On November 14, a research team led by Prof. Kan Gong and Associate Chief Physician Yi Liu from the Department of Urology, Peking University First Hospital and the Institute of Urology, Peking University, published a major advancement in precision prostate biopsy in eClinicalMedicine, a sub-journal of The Lancet. 

The study brings encouraging news: for patients undergoing precision biopsy for suspected prostate cancer, reducing the standard 12-core systematic biopsy to 6 cores does not compromise diagnostic accuracy. This means clinicians can maintain high cancer detection rates while significantly reducing needle punctures—lowering bleeding and infection risks, improving comfort, accelerating recovery, and enhancing clinical efficiency.

Urgent Need for Precision Diagnosis: Traditional Biopsy Requires Optimization

Prostate cancer is the second most common malignancy among men worldwide and ranks first among genitourinary tumors in China. Due to low screening rates, 65% of Chinese patients are diagnosed at a locally advanced or metastatic stage, and the overall 5-year survival rate remains only ~67%, far below the >97% seen in developed countries. Improving early, accurate diagnosis is critically important.

Prostate biopsy is the gold standard for diagnosis. Current guidelines recommend MRI-targeted biopsy combined with 12-core systematic biopsy for first-time biopsy in patients with PIRADS ≥3 lesions.

However, with modern MRI technology, most clinically significant tumors can already be detected by targeted biopsy alone. The traditional 12- or even 24-core systematic biopsy contributes diminishing diagnostic benefit, while increasing risks such as:

  • pain and bleeding
  • urinary retention
  • infectious complications
  • overtreatment
  • longer procedure time and higher costs

This raises a crucial clinical question: Can the number of biopsy cores be reduced to improve safety and comfort without compromising diagnostic accuracy?

Until now, high-quality prospective evidence supporting such optimization has been scarce worldwide.

Peking University Team Leads Innovation: First RCT Demonstrating Feasibility of a “Reduced-Core” Biopsy Strategy

The Peking University Urology team conducted a head-to-head, non-inferiority randomized controlled trial (RCT) enrolling 506 patients with a single unilateral MRI-visible lesion undergoing initial biopsy. The study compared:

  • Targeted biopsy + 6-core systematic biopsy (TB+6SB) versus
  • Targeted biopsy + 12-core systematic biopsy (TB+12SB, standard of care)

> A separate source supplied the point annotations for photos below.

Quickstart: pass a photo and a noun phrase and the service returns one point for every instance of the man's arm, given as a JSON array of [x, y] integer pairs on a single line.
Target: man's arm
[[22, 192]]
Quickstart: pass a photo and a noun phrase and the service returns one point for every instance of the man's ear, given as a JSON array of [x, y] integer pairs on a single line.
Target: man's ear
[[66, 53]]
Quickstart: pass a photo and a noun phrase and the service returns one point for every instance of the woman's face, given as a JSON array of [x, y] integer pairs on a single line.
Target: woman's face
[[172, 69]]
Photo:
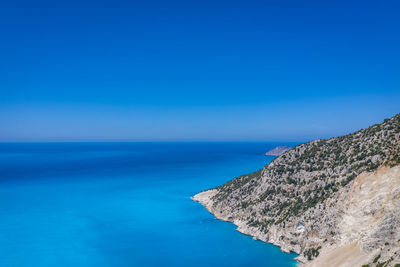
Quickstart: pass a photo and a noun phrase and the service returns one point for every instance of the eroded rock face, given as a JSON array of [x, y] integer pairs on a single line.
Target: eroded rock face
[[323, 198]]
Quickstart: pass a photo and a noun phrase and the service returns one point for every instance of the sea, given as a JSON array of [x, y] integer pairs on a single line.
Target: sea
[[124, 204]]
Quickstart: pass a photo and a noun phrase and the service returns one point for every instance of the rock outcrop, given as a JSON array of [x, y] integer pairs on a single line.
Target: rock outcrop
[[277, 151], [335, 202]]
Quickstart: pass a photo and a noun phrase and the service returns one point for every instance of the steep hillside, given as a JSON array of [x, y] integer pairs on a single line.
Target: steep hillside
[[323, 196]]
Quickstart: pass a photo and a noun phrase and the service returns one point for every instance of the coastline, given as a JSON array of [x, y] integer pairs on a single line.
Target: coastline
[[205, 199]]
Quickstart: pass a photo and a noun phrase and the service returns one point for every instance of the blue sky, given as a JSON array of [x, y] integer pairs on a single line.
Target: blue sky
[[196, 70]]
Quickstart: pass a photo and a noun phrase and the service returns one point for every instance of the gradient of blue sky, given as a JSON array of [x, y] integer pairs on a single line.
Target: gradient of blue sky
[[196, 70]]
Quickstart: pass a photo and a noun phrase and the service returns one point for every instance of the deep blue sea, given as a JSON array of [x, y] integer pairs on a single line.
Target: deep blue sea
[[124, 204]]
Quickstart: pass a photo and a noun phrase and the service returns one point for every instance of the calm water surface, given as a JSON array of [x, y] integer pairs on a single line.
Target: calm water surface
[[124, 204]]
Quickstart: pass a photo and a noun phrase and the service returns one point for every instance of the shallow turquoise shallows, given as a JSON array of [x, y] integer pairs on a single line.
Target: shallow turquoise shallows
[[124, 204]]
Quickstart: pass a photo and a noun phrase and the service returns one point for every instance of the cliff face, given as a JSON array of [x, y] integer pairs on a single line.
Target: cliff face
[[323, 198]]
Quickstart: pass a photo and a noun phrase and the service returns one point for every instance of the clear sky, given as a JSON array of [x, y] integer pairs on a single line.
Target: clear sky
[[274, 70]]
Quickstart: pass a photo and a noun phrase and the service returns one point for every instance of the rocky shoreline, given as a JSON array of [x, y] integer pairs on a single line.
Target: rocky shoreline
[[205, 199], [335, 202]]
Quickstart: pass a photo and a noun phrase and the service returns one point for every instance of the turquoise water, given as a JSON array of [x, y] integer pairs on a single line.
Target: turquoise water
[[123, 204]]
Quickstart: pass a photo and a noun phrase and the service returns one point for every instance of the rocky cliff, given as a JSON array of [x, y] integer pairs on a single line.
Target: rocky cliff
[[335, 202]]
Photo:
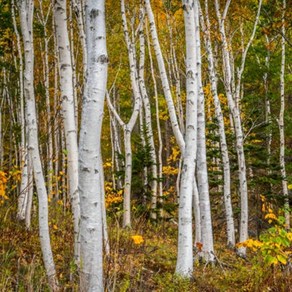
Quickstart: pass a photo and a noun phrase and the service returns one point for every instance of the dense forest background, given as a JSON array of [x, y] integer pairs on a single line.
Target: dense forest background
[[140, 239]]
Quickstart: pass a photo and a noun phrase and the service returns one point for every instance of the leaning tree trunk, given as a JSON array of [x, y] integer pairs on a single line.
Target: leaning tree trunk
[[26, 17], [221, 130], [163, 75], [281, 122], [68, 111], [202, 169], [148, 121], [23, 193], [184, 265], [91, 278], [227, 72]]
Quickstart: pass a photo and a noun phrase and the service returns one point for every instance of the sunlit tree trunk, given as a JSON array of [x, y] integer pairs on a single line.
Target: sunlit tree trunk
[[91, 227], [23, 193], [26, 16], [148, 121], [281, 119], [238, 128], [68, 112], [164, 78], [43, 18], [221, 130], [160, 144], [184, 265], [202, 169]]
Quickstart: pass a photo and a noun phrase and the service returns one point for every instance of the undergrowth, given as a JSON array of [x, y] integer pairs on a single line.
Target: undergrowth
[[141, 259]]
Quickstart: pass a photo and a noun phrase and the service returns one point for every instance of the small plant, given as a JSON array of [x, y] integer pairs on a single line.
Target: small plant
[[274, 245]]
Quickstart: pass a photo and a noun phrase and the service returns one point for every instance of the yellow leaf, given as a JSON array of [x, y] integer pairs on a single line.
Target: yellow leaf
[[138, 239]]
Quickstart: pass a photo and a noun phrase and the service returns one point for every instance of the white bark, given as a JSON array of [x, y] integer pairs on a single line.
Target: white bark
[[221, 130], [197, 213], [23, 193], [44, 20], [68, 112], [26, 17], [160, 144], [128, 127], [164, 79], [227, 70], [184, 265], [148, 121], [202, 169], [91, 278], [281, 121]]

Key Findings: Both strategies achieved nearly identical detection rates for clinically significant prostate cancer (csPCa):

  • 54.3% (138/254) in TB+6SB
  • 54.8% (138/252) in TB+12SB

Rates of high-grade cancer detection and concordance between biopsy and prostatectomy pathology were also comparable.

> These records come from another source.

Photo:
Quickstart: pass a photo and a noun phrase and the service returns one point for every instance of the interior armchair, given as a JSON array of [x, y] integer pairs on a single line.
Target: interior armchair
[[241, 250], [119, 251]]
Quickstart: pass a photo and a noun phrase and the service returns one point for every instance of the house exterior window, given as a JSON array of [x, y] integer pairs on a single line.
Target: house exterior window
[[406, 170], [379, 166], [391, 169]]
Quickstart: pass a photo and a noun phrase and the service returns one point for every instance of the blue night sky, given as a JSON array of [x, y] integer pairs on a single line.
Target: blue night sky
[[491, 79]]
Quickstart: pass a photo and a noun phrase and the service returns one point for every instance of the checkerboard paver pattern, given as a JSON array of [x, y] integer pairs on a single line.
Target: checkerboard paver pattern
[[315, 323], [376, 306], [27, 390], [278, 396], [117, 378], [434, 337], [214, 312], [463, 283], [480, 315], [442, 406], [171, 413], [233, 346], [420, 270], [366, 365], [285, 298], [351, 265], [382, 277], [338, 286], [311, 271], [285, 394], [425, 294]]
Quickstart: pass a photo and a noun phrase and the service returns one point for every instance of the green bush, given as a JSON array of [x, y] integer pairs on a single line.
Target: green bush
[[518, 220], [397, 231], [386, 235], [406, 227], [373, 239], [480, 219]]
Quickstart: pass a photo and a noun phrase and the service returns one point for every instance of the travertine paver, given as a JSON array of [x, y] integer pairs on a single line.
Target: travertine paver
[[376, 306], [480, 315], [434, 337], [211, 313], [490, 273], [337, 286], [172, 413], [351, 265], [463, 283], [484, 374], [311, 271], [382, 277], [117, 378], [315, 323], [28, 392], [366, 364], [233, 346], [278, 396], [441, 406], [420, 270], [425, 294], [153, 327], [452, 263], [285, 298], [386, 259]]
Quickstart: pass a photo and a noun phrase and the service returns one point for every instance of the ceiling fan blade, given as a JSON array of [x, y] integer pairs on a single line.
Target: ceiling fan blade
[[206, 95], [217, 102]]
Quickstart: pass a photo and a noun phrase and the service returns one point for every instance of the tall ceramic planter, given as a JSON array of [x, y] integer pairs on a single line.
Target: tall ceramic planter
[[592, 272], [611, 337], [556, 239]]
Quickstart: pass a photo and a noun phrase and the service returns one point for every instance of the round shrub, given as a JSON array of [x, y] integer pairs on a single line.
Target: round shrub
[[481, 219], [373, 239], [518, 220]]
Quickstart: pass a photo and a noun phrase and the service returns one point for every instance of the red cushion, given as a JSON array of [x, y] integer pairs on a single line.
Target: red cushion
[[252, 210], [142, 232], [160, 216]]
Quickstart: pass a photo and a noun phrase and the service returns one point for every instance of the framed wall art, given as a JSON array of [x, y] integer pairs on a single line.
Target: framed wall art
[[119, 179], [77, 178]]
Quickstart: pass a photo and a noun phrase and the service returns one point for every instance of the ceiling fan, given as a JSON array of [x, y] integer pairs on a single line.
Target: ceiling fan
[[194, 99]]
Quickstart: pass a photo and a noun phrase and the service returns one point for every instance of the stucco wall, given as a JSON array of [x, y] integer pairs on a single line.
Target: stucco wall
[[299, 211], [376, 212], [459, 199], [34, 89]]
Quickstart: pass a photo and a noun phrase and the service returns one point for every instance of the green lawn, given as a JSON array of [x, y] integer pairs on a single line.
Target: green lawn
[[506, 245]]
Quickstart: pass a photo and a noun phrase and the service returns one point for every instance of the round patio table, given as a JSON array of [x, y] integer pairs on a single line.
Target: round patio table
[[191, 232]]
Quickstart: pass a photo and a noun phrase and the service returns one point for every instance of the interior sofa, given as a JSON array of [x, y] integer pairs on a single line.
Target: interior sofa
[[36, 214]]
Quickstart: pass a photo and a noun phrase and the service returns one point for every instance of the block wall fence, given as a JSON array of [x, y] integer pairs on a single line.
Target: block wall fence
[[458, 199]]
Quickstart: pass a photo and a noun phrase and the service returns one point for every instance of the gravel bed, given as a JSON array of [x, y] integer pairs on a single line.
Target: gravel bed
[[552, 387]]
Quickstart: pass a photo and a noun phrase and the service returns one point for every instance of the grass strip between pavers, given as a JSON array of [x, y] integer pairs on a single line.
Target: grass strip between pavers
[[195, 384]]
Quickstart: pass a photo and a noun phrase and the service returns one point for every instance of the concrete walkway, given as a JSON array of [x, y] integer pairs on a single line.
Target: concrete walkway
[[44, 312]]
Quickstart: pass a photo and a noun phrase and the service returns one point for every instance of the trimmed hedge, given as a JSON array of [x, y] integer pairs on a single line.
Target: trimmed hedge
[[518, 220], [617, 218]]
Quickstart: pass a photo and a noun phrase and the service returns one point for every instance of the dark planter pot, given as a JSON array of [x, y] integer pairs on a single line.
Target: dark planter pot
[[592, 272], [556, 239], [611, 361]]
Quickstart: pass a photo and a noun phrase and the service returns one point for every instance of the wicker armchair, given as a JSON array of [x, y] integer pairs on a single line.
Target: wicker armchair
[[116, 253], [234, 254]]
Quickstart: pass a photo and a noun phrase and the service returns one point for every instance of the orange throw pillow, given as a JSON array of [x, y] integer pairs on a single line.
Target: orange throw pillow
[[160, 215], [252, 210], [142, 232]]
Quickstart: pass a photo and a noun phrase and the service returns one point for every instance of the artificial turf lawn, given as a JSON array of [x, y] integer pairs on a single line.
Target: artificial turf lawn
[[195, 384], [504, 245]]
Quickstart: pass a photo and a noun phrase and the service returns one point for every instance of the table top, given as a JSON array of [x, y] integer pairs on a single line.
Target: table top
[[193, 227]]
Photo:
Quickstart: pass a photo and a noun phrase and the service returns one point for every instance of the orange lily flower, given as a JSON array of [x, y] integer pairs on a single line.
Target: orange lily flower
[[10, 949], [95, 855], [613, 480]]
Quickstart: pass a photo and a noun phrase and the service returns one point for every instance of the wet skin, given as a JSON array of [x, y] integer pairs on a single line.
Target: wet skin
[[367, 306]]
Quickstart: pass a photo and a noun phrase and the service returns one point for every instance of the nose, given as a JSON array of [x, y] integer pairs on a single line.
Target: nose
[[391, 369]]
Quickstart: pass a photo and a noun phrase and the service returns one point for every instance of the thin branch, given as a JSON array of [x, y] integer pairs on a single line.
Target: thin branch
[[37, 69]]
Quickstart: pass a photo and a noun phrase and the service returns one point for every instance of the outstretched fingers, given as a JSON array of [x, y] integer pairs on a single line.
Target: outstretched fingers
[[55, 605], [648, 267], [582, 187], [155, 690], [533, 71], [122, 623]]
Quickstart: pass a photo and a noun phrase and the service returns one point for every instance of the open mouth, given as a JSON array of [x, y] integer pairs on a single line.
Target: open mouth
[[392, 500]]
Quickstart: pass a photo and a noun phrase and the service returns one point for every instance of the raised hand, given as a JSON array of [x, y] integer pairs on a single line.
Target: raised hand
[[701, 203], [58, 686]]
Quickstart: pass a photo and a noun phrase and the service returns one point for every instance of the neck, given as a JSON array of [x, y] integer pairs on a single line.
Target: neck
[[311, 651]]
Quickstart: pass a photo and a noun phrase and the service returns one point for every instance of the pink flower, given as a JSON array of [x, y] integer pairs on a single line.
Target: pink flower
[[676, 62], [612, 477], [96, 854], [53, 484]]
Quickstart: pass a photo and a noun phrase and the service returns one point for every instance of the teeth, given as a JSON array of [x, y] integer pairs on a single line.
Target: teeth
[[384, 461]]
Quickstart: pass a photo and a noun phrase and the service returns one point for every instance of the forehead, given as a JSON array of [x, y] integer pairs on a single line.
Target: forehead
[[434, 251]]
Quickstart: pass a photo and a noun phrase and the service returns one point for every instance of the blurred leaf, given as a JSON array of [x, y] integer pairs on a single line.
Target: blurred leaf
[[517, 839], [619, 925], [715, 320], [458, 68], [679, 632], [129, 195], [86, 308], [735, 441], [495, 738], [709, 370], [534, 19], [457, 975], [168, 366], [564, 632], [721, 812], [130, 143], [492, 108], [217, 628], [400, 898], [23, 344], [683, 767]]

Importantly, the reduced-core strategy:

  • shortened procedure time
  • reduced pain and discomfort
  • lowered complication risk
  • decreased overall cost
  • improved the patient experience

This RCT provides strong evidence that in the modern MRI-targeted biopsy era, systematic biopsy can be streamlined without sacrificing diagnostic performance.

Driving Innovation: Upgrading Precision Prostate Cancer Diagnosis in China

This study is the world’s first RCT validating a modified six-zone reduced-core prostate biopsy strategy. It provides high-level evidence supporting optimization of prostate cancer biopsy practice.

The team plans to collaborate across multiple centers to conduct larger trials, promote the innovative Peking University biopsy strategy nationwide, and further advance precision diagnosis—benefiting more patients through more accurate, safer, and more comfortable biopsy procedures.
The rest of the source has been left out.